Structurally speaking, I Think I’m Good isn’t exactly ‘front loaded’ with its most accessible or energetic material—an album like this isn’t about ‘energy,’ per se, but the first half of the record is noticeably more cohesive in its tone when compared to the second half, which isn’t exactly unfocused in comparison, but there is palpable shift once you reach the halfway mark.

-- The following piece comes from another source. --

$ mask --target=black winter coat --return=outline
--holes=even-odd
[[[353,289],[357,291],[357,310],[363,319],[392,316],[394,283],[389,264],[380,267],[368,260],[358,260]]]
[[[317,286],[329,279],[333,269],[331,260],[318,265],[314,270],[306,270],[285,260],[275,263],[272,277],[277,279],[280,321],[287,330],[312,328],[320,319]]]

The rollicking, percussive and piano heavy “Darkness in Mind” is one of the second half’s standout moments—mostly thanks to the way the pianist Sullivan Fortner deconstructs something borderline classical, or at least very formal, sounding, as well as the album’s swooning, somewhat tense closing track, “Was She Happy,” a piece dedicated to the late jazz pianist, Geri Allen. Built around a slow and steady rhythm that occasionally drops out, only to return an and serve as punctuation within the song, “Was She Happy” is primary focused on the dizzying vibrato of the Rhodes piano from Vijay Iyer. It’s a haunting, shimmering, reflective track that, in the end, doesn’t really answer the titular question it asks—which is fitting, I suppose, given that an album of this level of difficulty never really answers the questions it asks, and as it concludes, provides little resolve to its larger thematic elements.
There is a lot that lingers once I Think I’m Good has come to an end—musically, even though it can be a challenging, unruly listen at times, there are elements to it that are infectious, and can stick in your head the way the hook of a pop song might; but there’s also a strange kind of teetering between feeling uneasy, and feeling calm. The calm comes from some of the slinky, smooth grooves Overall has written, but that uneasy feeling comes from what remains—those larger thematic elements and questions—that remain unanswered, after the music has stopped.
The truth is that there are no easy answers when it comes to mental health and social justice, and I Think I’m Good, at its core, is not an easy album—it’s rewarding, yes, as well as wildly fascinating and thought provoking. But it arrives at an uneasy time, and even when it seems like there is going to be a little bit of light let in through the darkness, Kassa Overall works effortlessly to cast a long, musical shadow that is both unrelenting and compelling.
I Think I'm Good is out now as a download, compact disc, and vinyl LP, via Brownswood.
I Think I'm Good is out now as a download, compact disc, and vinyl LP, via Brownswood.